Professor Andre Geim and Professor Konstantin Novoselov have been awarded the highest accolade in the scientific world for their pioneering work with the world’s thinnest material, graphene, discovered at the University in 2004. It has rapidly become one of the hottest topics in materials science and solid-state physics.
Professor Robert Dryfe from the School of Chemistry is collaborating with Professor Novoselov and colleagues from the Schools of Computer Science (Dr Hill) and Materials (Dr Kinloch) to study the charge transfer process using this exceptional material. This research is funded by a new collaborative EPSRC grant ‘Graphene electrochemistry: understanding fundamental electron transfer at graphite electrodes’.
Dr Cinzia Casiraghi has just joined the School of Chemistry as a new Lecturer, her research interests lie in investigating the electronic and optical properties of carbon-based materials by Raman Spectroscopy. Dr Casiraghi is collaborating with Professor Novoselov on two projects to investigate the properties of graphene as a separation membrane and as an adaptive focus lens.
Professor Robert Dryfe – research on graphene:
There has been enormous interest in the last decade or so in the use of "nano-scale" carbon materials, both from the viewpoint of fundamental understanding of their properties and their technological exploitation. Carbon nanotubes (CNTs) consist of rolled up 1-dimensional sheets of carbon atoms. Recently 2-dimensional carbon in the form of graphene (single graphite sheets), has been isolated. The structure of mono- and bi-layer graphene provides an ideal model system with which fundamental questions about charge transfer to/from carbons can be answered. The approach we are pursuing exploits the lead position held by the UK generally, and Manchester in particular, established by the experimental isolation of high purity graphene by Novoselov et al in 2004, which has culminated in the award of the 2010 Nobel Prize in Physics to Professors Novoselov and Geim. We are using graphene samples defined by lithographically etched windows to study the interfacial charge transfer characteristics of this exceptional material as a function of structure. Experimental work is supported with state-of-the-art computation, performed by our collaborators at the University of Sussex. This research is funded by an EPSRC grant ‘Graphene electrochemistry: understanding fundamental electron transfer at graphite electrodes’.

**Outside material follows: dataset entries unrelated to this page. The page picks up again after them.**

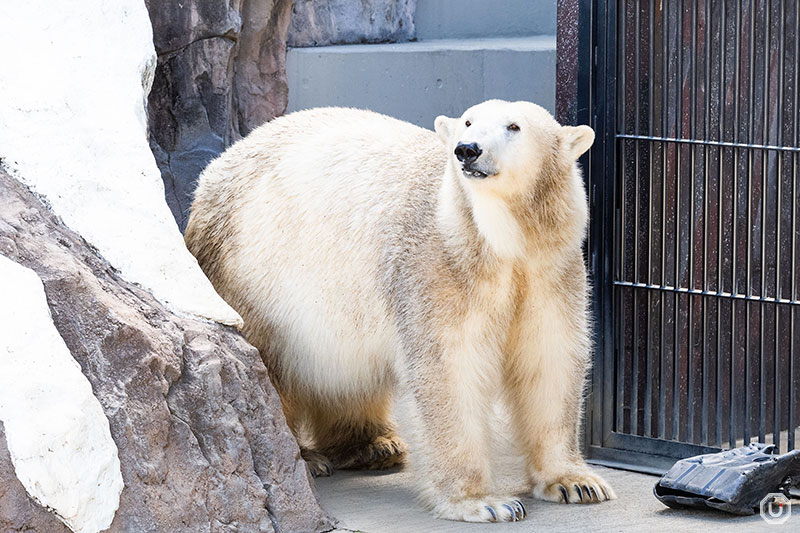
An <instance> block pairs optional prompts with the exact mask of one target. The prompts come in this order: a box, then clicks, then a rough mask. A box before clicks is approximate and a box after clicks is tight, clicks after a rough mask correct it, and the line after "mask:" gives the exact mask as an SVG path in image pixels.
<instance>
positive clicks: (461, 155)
mask: <svg viewBox="0 0 800 533" xmlns="http://www.w3.org/2000/svg"><path fill="white" fill-rule="evenodd" d="M482 153H483V150H481V149H480V147H479V146H478V143H469V144H464V143H458V145H457V146H456V157H457V158H458V160H459V161H461V162H462V163H467V164H469V163H474V162H475V160H476V159H478V157H479V156H480V155H481V154H482Z"/></svg>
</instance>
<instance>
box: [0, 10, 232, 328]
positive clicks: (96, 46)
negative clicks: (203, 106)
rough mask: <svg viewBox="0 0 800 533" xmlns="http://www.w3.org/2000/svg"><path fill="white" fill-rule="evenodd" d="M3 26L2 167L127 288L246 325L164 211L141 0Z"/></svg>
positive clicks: (151, 63) (84, 10)
mask: <svg viewBox="0 0 800 533" xmlns="http://www.w3.org/2000/svg"><path fill="white" fill-rule="evenodd" d="M0 17H2V18H4V19H7V20H14V21H15V22H14V24H12V25H10V26H9V27H8V28H6V29H4V30H3V31H1V32H0V50H5V51H8V53H5V54H3V61H2V68H0V159H2V160H3V161H4V162H5V164H6V166H7V167H8V168H9V169H11V170H12V171H13V172H14V175H15V176H16V177H18V178H19V179H20V180H23V181H24V182H25V183H27V184H28V185H29V186H30V187H32V188H33V189H34V190H35V191H36V193H37V194H41V195H43V196H44V197H45V198H46V199H47V201H48V202H49V203H50V205H51V206H52V207H53V209H54V210H55V211H56V212H57V213H58V215H59V216H60V217H62V219H63V220H64V222H65V223H66V224H67V225H68V226H69V227H70V228H72V229H74V230H75V231H77V232H79V233H80V234H81V235H82V236H83V237H84V238H86V239H87V240H88V241H89V242H90V243H91V244H92V246H95V247H96V248H97V249H98V250H99V251H100V253H101V254H102V255H103V257H105V258H106V259H107V260H108V261H109V262H110V263H111V264H112V265H114V267H115V268H116V269H118V270H119V272H120V273H121V274H122V275H123V277H125V278H126V279H127V280H129V281H133V282H135V283H138V284H140V285H141V286H143V287H145V288H147V289H148V290H150V291H152V292H153V294H154V295H155V296H156V297H157V298H158V299H159V300H160V301H162V302H165V303H167V304H168V305H169V306H170V307H171V308H172V309H175V310H177V311H180V312H183V313H190V314H194V315H196V316H202V317H204V318H208V319H211V320H217V321H220V322H223V323H226V324H237V323H241V318H240V317H239V315H238V314H237V313H236V312H235V311H234V310H233V309H231V307H230V306H229V305H228V304H226V303H225V302H224V301H223V300H222V298H220V297H219V296H218V295H217V293H216V292H215V291H214V288H213V287H212V286H211V283H210V282H209V281H208V279H207V278H206V277H205V276H204V275H203V272H202V271H201V270H200V268H199V267H198V266H197V261H196V260H195V258H194V257H193V256H192V255H191V254H190V253H189V252H188V251H187V250H186V247H185V245H184V244H183V238H182V236H181V234H180V232H179V231H177V229H176V227H175V224H174V222H173V218H172V216H171V215H170V211H169V209H168V208H167V207H166V206H165V205H164V203H163V198H164V185H163V182H162V181H161V177H160V172H159V170H158V167H157V166H156V164H155V161H154V159H153V154H152V152H151V151H150V147H149V146H148V142H147V134H146V128H147V123H146V110H145V98H146V95H147V91H148V89H149V88H150V83H151V82H152V77H153V70H154V67H155V52H154V50H153V43H152V32H151V28H150V23H149V20H148V16H147V10H146V9H145V7H144V4H143V3H142V0H82V1H81V2H57V3H55V4H54V3H53V2H51V1H50V0H26V1H25V2H8V3H3V4H2V7H0ZM23 42H24V43H28V45H26V46H20V43H23ZM11 51H13V53H12V52H11Z"/></svg>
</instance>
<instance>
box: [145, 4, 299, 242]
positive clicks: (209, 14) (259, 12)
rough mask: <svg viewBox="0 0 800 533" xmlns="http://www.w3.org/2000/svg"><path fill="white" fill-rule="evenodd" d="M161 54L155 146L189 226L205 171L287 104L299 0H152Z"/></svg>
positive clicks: (155, 32) (180, 212) (168, 189)
mask: <svg viewBox="0 0 800 533" xmlns="http://www.w3.org/2000/svg"><path fill="white" fill-rule="evenodd" d="M145 3H146V4H147V8H148V10H149V12H150V19H151V21H152V24H153V40H154V42H155V46H156V52H157V53H158V66H157V68H156V72H155V80H154V82H153V89H152V91H151V92H150V96H149V99H148V115H149V120H148V123H149V130H150V147H151V148H152V150H153V153H154V154H155V156H156V161H157V163H158V166H159V168H160V169H161V175H162V178H163V180H164V186H165V194H166V198H167V203H168V204H169V207H170V209H171V210H172V214H173V216H174V217H175V220H176V221H177V222H178V225H179V226H180V228H181V230H183V229H185V227H186V221H187V218H188V213H189V206H190V204H191V194H192V192H193V191H194V186H195V182H196V180H197V176H198V175H199V174H200V172H201V171H202V170H203V168H205V166H206V164H208V162H209V161H210V160H211V159H213V158H214V157H216V156H217V155H219V154H220V153H221V152H222V151H223V150H224V149H225V148H226V147H227V146H228V145H229V144H231V143H232V142H235V141H236V140H238V139H239V138H241V137H243V136H244V135H247V134H248V133H249V132H250V131H251V130H252V129H254V128H255V127H257V126H259V125H261V124H262V123H264V122H266V121H268V120H270V119H272V118H273V117H275V116H277V115H280V114H282V113H283V112H284V110H285V109H286V103H287V101H288V96H287V94H288V90H287V82H286V74H285V60H286V36H287V32H288V28H289V18H290V13H291V7H292V0H184V1H182V2H175V1H174V0H146V2H145Z"/></svg>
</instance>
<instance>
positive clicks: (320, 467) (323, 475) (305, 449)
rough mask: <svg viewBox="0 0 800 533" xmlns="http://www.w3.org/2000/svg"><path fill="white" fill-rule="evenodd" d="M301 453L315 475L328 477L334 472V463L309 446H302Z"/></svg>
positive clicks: (312, 474) (310, 469) (311, 470)
mask: <svg viewBox="0 0 800 533" xmlns="http://www.w3.org/2000/svg"><path fill="white" fill-rule="evenodd" d="M300 455H301V457H302V458H303V459H304V460H305V462H306V464H307V465H308V469H309V470H310V471H311V475H312V476H314V477H323V476H324V477H327V476H330V475H331V474H333V465H332V464H331V462H330V461H329V460H328V458H327V457H325V456H324V455H322V454H321V453H319V452H317V451H314V450H310V449H308V448H300Z"/></svg>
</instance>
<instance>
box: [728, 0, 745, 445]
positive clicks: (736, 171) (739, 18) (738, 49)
mask: <svg viewBox="0 0 800 533" xmlns="http://www.w3.org/2000/svg"><path fill="white" fill-rule="evenodd" d="M723 5H724V2H723ZM741 27H742V4H741V3H738V6H737V9H736V25H735V28H734V36H735V41H736V42H735V46H734V49H733V52H734V63H733V66H734V82H735V83H734V105H733V139H734V142H738V141H739V100H740V98H741V68H740V66H739V63H740V62H741V59H740V56H741V50H742V32H741ZM739 155H740V151H739V149H738V148H734V149H733V192H732V199H733V202H732V206H731V207H733V212H732V214H731V215H732V216H731V222H732V225H733V228H732V229H733V239H732V242H733V245H732V246H731V249H732V252H733V259H732V262H731V293H732V294H739V280H738V279H737V275H736V274H737V272H736V266H737V264H738V263H737V261H736V256H737V253H736V250H737V248H738V245H739V239H738V235H737V233H738V232H737V225H738V223H739V215H738V210H739ZM745 329H746V328H745ZM735 336H736V303H735V302H731V375H730V404H731V405H730V409H731V419H730V435H731V437H730V438H731V446H732V447H734V446H735V443H736V433H737V431H736V414H737V413H736V398H737V394H736V383H737V381H738V379H736V377H737V375H736V372H735V370H736V364H735V363H736V355H737V351H736V342H735ZM743 366H744V368H743V369H742V370H744V369H746V368H747V360H746V359H745V361H744V365H743ZM743 373H744V372H743ZM746 385H747V382H745V389H744V390H745V391H747V387H746Z"/></svg>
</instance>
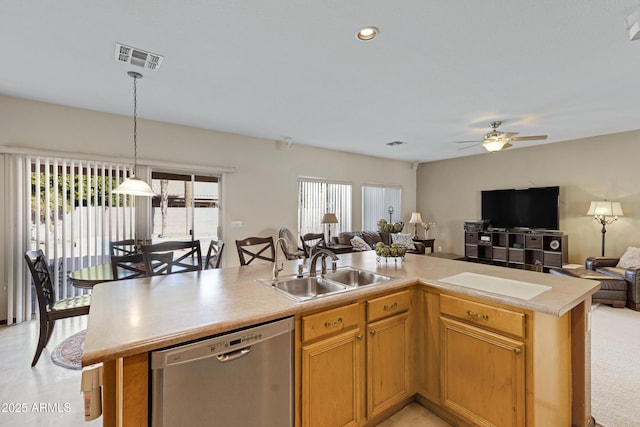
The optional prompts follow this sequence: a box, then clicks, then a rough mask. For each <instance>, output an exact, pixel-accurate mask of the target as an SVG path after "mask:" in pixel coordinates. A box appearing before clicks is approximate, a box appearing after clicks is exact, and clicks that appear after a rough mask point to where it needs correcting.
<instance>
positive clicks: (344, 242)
mask: <svg viewBox="0 0 640 427" xmlns="http://www.w3.org/2000/svg"><path fill="white" fill-rule="evenodd" d="M391 234H392V233H388V232H385V231H343V232H342V233H340V234H338V236H337V237H333V238H332V239H331V240H332V243H334V244H339V245H344V246H351V248H352V249H351V252H359V251H362V250H363V249H359V248H356V247H353V245H352V244H351V240H352V239H353V238H354V237H360V238H361V239H362V240H364V241H365V242H366V243H367V245H369V247H371V249H374V248H375V246H376V244H377V243H378V242H382V243H384V244H385V245H391V244H392V243H393V237H392V236H391ZM396 236H400V234H397V235H396ZM401 236H408V235H401ZM411 242H412V243H413V245H414V249H411V248H407V253H413V254H420V255H423V254H424V253H425V245H424V243H421V242H415V241H413V240H412V241H411ZM403 246H406V245H403Z"/></svg>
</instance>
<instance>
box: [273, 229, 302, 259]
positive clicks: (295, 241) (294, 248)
mask: <svg viewBox="0 0 640 427" xmlns="http://www.w3.org/2000/svg"><path fill="white" fill-rule="evenodd" d="M278 237H280V238H282V239H284V242H280V246H281V247H282V252H284V254H285V256H286V257H287V259H289V260H292V259H300V258H305V255H304V250H302V249H301V248H299V247H298V245H297V242H296V238H295V236H294V235H293V233H292V232H291V230H289V229H288V228H286V227H282V228H281V229H280V231H279V232H278Z"/></svg>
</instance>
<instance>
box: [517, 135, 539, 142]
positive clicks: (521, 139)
mask: <svg viewBox="0 0 640 427" xmlns="http://www.w3.org/2000/svg"><path fill="white" fill-rule="evenodd" d="M543 139H547V135H535V136H516V137H514V138H511V141H537V140H543Z"/></svg>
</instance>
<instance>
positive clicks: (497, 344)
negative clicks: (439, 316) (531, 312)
mask: <svg viewBox="0 0 640 427" xmlns="http://www.w3.org/2000/svg"><path fill="white" fill-rule="evenodd" d="M440 321H441V340H442V353H441V363H440V365H441V378H442V380H441V381H442V403H443V405H444V406H445V407H446V408H448V409H449V410H451V411H452V412H454V413H455V414H456V415H458V416H460V417H461V418H464V419H465V420H467V421H468V422H471V423H473V424H474V425H484V426H524V425H525V351H524V342H523V341H522V339H521V338H522V337H520V339H515V338H512V337H511V336H514V335H518V332H519V333H523V332H524V330H523V326H524V322H523V321H524V316H523V315H522V314H521V313H514V312H509V311H507V310H503V309H498V308H495V307H491V306H486V305H482V304H477V303H473V302H470V301H465V300H462V299H459V298H454V297H449V296H446V295H443V296H442V297H441V318H440ZM469 323H472V324H473V325H478V326H473V325H471V324H469ZM493 330H496V331H507V332H512V333H514V334H510V335H511V336H508V335H506V334H503V333H497V332H494V331H493Z"/></svg>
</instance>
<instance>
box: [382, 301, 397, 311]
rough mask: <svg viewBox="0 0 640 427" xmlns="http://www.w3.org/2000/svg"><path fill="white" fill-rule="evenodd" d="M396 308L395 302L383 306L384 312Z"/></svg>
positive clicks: (394, 309)
mask: <svg viewBox="0 0 640 427" xmlns="http://www.w3.org/2000/svg"><path fill="white" fill-rule="evenodd" d="M396 308H398V303H397V302H394V303H393V304H391V305H385V306H384V310H385V311H389V310H395V309H396Z"/></svg>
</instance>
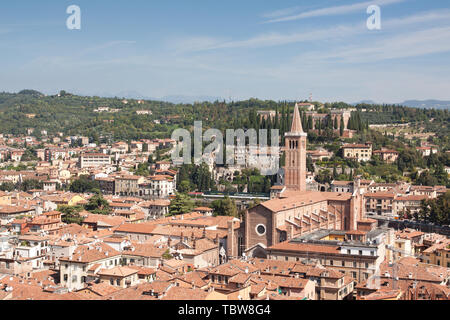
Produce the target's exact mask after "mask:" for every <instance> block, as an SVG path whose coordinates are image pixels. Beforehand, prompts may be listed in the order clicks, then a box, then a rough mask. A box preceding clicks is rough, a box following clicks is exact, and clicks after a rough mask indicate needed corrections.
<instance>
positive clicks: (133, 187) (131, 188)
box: [114, 175, 144, 196]
mask: <svg viewBox="0 0 450 320" xmlns="http://www.w3.org/2000/svg"><path fill="white" fill-rule="evenodd" d="M143 180H144V178H143V177H139V176H132V175H124V176H119V177H116V178H115V180H114V192H115V195H120V196H137V195H139V183H140V182H142V181H143Z"/></svg>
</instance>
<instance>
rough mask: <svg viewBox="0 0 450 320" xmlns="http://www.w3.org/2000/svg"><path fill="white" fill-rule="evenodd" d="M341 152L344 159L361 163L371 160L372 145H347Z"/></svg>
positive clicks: (344, 145) (369, 144) (348, 144)
mask: <svg viewBox="0 0 450 320" xmlns="http://www.w3.org/2000/svg"><path fill="white" fill-rule="evenodd" d="M342 150H343V155H344V158H345V159H352V160H356V161H358V162H362V161H369V160H370V159H371V158H372V144H347V145H344V146H343V147H342Z"/></svg>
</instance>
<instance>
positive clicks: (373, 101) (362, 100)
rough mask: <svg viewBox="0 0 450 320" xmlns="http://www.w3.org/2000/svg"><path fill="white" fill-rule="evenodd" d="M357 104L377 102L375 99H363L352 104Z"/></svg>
mask: <svg viewBox="0 0 450 320" xmlns="http://www.w3.org/2000/svg"><path fill="white" fill-rule="evenodd" d="M357 104H377V103H376V102H375V101H373V100H362V101H359V102H355V103H352V105H357Z"/></svg>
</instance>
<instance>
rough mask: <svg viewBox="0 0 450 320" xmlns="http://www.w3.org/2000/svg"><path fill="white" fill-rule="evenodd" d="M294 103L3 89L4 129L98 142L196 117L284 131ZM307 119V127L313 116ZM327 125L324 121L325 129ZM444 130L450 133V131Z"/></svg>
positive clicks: (391, 118) (3, 118)
mask: <svg viewBox="0 0 450 320" xmlns="http://www.w3.org/2000/svg"><path fill="white" fill-rule="evenodd" d="M314 104H315V105H316V106H318V107H319V110H318V112H320V113H328V112H330V109H332V108H355V106H352V105H350V104H347V103H344V102H336V103H325V104H321V103H319V102H314ZM99 107H109V108H110V109H117V110H118V112H115V113H108V112H102V113H99V112H95V111H94V110H96V109H97V108H99ZM293 107H294V102H285V101H280V102H276V101H262V100H258V99H250V100H246V101H237V102H225V101H215V102H202V103H194V104H173V103H168V102H161V101H149V100H134V99H128V100H127V101H126V103H125V102H124V101H123V99H122V98H102V97H85V96H77V95H72V94H70V93H68V92H65V91H61V92H60V94H59V95H53V96H50V95H44V94H41V93H40V92H37V91H35V90H28V89H27V90H22V91H21V92H19V93H0V133H12V134H16V135H17V134H26V132H27V129H28V128H34V129H35V130H34V133H33V134H34V135H37V136H39V135H40V132H41V130H46V131H47V132H48V134H49V135H53V134H56V133H57V132H63V133H64V134H66V135H84V136H88V137H90V138H91V140H92V141H100V140H103V139H101V138H102V137H107V138H111V139H112V140H130V139H141V138H168V137H170V136H171V133H172V131H173V130H174V129H176V128H180V127H182V128H187V129H191V128H192V126H193V124H194V121H200V120H201V121H203V127H204V128H205V129H206V128H217V129H220V130H225V129H231V128H233V129H236V128H244V129H245V128H258V127H264V128H268V129H271V128H278V129H280V130H281V131H282V132H281V134H283V133H284V132H286V130H287V129H289V121H290V120H289V115H290V114H291V113H292V110H293ZM356 109H357V110H358V111H360V112H358V113H355V114H354V118H355V119H356V121H357V122H358V123H354V124H353V125H354V127H365V126H366V125H367V122H369V123H370V124H377V123H411V122H413V123H414V122H423V123H430V120H431V119H434V122H433V126H434V127H436V128H440V127H442V126H444V127H447V128H448V127H450V126H448V123H449V122H450V114H449V111H448V110H433V109H416V108H408V107H402V106H395V105H370V104H359V105H357V106H356ZM138 110H150V111H152V114H151V115H138V114H137V113H136V111H138ZM258 110H275V111H277V117H276V118H275V119H273V120H272V121H267V122H266V121H262V120H261V119H258V118H257V116H256V112H257V111H258ZM363 111H366V112H363ZM302 120H304V122H305V123H304V125H305V127H306V126H307V121H308V119H307V118H305V119H302ZM313 125H314V126H315V125H316V124H313ZM320 126H322V125H320ZM326 126H327V124H323V129H326ZM431 129H432V128H431V127H430V130H431ZM440 131H441V132H440V133H442V134H445V135H447V136H448V133H449V132H447V131H445V130H440Z"/></svg>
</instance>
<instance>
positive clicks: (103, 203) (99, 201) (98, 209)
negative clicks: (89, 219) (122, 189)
mask: <svg viewBox="0 0 450 320" xmlns="http://www.w3.org/2000/svg"><path fill="white" fill-rule="evenodd" d="M84 207H85V209H86V210H87V211H89V212H92V213H94V214H103V215H108V214H111V208H110V207H109V204H108V201H106V199H105V198H103V196H102V195H101V194H96V195H94V196H92V197H91V198H90V199H89V202H88V204H86V205H85V206H84Z"/></svg>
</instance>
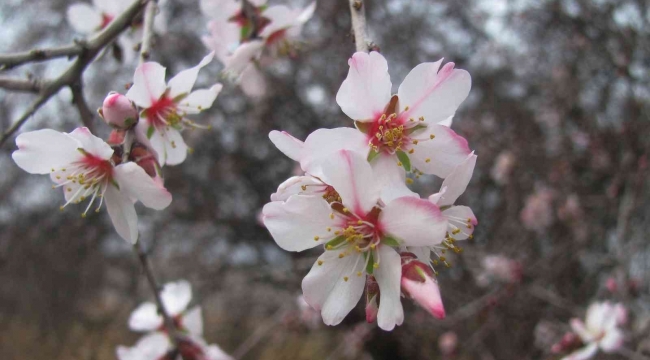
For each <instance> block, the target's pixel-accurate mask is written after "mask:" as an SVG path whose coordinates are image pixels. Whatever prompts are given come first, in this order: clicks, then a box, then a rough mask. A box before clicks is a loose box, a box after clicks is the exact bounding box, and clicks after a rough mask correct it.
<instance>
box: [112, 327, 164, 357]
mask: <svg viewBox="0 0 650 360" xmlns="http://www.w3.org/2000/svg"><path fill="white" fill-rule="evenodd" d="M170 345H171V344H170V342H169V338H168V337H167V335H165V334H162V333H159V332H156V333H152V334H149V335H146V336H144V337H142V338H141V339H140V340H139V341H138V342H137V344H136V345H135V346H134V347H132V348H127V347H124V346H118V347H117V358H118V359H119V360H151V359H161V358H162V357H163V356H164V355H165V354H166V353H167V351H169V347H170Z"/></svg>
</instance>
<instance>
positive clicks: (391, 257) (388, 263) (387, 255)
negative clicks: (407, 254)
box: [374, 246, 404, 331]
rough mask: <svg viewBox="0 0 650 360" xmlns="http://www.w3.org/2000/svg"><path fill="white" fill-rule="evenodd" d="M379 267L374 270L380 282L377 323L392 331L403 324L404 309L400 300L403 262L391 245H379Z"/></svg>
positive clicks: (379, 325)
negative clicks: (400, 281) (399, 325)
mask: <svg viewBox="0 0 650 360" xmlns="http://www.w3.org/2000/svg"><path fill="white" fill-rule="evenodd" d="M377 251H378V252H379V259H380V263H379V267H378V268H376V269H375V270H374V275H375V278H376V279H377V283H378V284H379V313H378V314H377V325H379V327H380V328H382V329H383V330H386V331H391V330H393V329H394V328H395V325H402V322H403V321H404V310H403V308H402V302H401V300H400V279H401V278H402V264H401V259H400V256H399V254H398V253H397V252H396V251H395V250H394V249H393V248H391V247H388V246H379V248H378V250H377Z"/></svg>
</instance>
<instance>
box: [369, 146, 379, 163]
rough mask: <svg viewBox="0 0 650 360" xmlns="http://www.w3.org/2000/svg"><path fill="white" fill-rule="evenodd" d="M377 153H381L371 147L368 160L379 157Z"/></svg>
mask: <svg viewBox="0 0 650 360" xmlns="http://www.w3.org/2000/svg"><path fill="white" fill-rule="evenodd" d="M377 155H379V152H378V151H375V150H372V149H371V150H370V152H369V153H368V162H371V161H372V160H373V159H374V158H376V157H377Z"/></svg>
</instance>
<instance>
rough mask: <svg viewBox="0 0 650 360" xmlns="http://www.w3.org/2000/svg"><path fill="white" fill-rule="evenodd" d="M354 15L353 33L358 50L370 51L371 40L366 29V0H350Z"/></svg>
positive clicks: (354, 39) (353, 18) (353, 16)
mask: <svg viewBox="0 0 650 360" xmlns="http://www.w3.org/2000/svg"><path fill="white" fill-rule="evenodd" d="M349 1H350V14H351V17H352V33H353V34H354V43H355V44H356V46H357V51H363V52H368V50H369V48H370V46H369V45H370V41H369V40H368V34H367V30H366V9H365V1H364V0H349Z"/></svg>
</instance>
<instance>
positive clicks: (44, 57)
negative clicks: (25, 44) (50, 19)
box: [0, 43, 84, 71]
mask: <svg viewBox="0 0 650 360" xmlns="http://www.w3.org/2000/svg"><path fill="white" fill-rule="evenodd" d="M83 50H84V49H83V46H82V44H79V43H73V44H69V45H64V46H60V47H55V48H47V49H34V50H29V51H24V52H19V53H13V54H0V71H1V70H8V69H11V68H13V67H16V66H19V65H22V64H26V63H30V62H40V61H47V60H50V59H56V58H60V57H69V58H71V57H75V56H78V55H80V54H81V53H82V52H83Z"/></svg>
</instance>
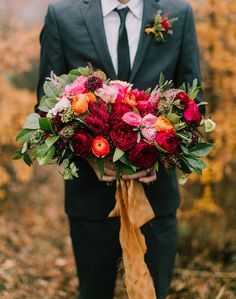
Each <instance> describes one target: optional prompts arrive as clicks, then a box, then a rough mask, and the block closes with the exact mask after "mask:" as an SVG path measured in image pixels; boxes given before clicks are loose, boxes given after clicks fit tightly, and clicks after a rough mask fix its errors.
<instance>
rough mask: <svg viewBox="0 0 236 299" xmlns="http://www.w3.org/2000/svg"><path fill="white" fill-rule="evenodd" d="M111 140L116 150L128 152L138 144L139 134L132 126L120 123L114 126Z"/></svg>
mask: <svg viewBox="0 0 236 299" xmlns="http://www.w3.org/2000/svg"><path fill="white" fill-rule="evenodd" d="M110 138H111V141H112V142H113V143H114V146H115V147H116V148H119V149H121V150H122V151H127V150H130V149H131V148H133V147H134V146H135V144H136V143H137V138H138V133H137V132H135V131H134V128H133V127H132V126H130V125H128V124H126V123H125V122H123V121H120V122H117V123H116V124H114V125H113V126H112V128H111V131H110Z"/></svg>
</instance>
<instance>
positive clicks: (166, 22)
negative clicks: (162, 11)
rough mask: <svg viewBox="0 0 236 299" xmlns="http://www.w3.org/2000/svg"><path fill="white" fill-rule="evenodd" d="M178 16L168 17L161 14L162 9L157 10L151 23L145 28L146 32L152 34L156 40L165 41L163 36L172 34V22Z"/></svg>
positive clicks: (173, 22)
mask: <svg viewBox="0 0 236 299" xmlns="http://www.w3.org/2000/svg"><path fill="white" fill-rule="evenodd" d="M177 20H178V18H168V16H167V15H162V11H161V10H158V11H157V14H156V15H155V16H154V18H153V20H152V22H151V24H148V25H147V26H146V28H145V32H146V33H147V34H151V35H153V36H154V38H155V39H156V41H157V42H160V41H165V36H166V35H168V34H170V35H172V34H173V30H172V27H173V24H174V22H176V21H177Z"/></svg>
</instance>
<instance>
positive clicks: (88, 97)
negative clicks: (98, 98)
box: [85, 92, 96, 103]
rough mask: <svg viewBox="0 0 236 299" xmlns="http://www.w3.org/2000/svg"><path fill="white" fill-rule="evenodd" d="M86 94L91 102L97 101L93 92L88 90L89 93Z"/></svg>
mask: <svg viewBox="0 0 236 299" xmlns="http://www.w3.org/2000/svg"><path fill="white" fill-rule="evenodd" d="M85 95H86V97H87V98H88V102H89V103H94V102H95V101H96V97H95V95H94V94H93V93H91V92H88V93H85Z"/></svg>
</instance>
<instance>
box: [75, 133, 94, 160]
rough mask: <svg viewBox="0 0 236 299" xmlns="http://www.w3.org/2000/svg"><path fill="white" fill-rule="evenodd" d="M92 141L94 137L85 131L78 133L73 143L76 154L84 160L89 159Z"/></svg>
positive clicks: (91, 145) (89, 133)
mask: <svg viewBox="0 0 236 299" xmlns="http://www.w3.org/2000/svg"><path fill="white" fill-rule="evenodd" d="M92 140H93V136H92V135H91V134H90V133H89V132H88V131H86V130H85V129H81V130H79V131H77V132H76V133H75V134H74V136H73V142H72V145H73V148H74V151H75V154H76V155H78V156H80V157H82V158H87V157H88V156H89V154H90V153H91V146H92Z"/></svg>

Dr Cinzia Casiraghi – research on graphene:
Graphene is a single sheet of graphite, but it shows properties completely different from graphite. Electrons flow through graphene, as if they were mass-less through the hexagonal lattice, without scattering, leading to a giant charge intrinsic mobility. This makes graphene an excellent candidate for making small electronic devices with superior performance. Raman Spectroscopy is a very useful technique for investigating the properties of graphene, this technique is not destructive, it is fast and it is very sensitive to the structure and chemistry of the material. We have shown that Raman Spectroscopy is able to distinguish graphene from graphite and few-layers graphene, it is able to probe the amount of doping, defects and the atomic arrangements at the graphene edges.
In collaboration with Professor Novoselov, we are currently investigating the use of graphene in two projects:
- Separation membrane: graphene is a strong, elastic and very sensitive membrane, which is also impermeable to gases. In this project we aim to use graphene membranes for cell, virus and macromolecules separation.
- Adaptive focus lens: graphene bubbles could be used as an adaptive focus lenses by combining the approaches of the fluidic lens and liquid-crystal lens. Graphene is a perfect candidate as membrane for making a fluid-filled lens because it is almost transparent in the visible spectrum, it is robust, impermeable to gases and cheap.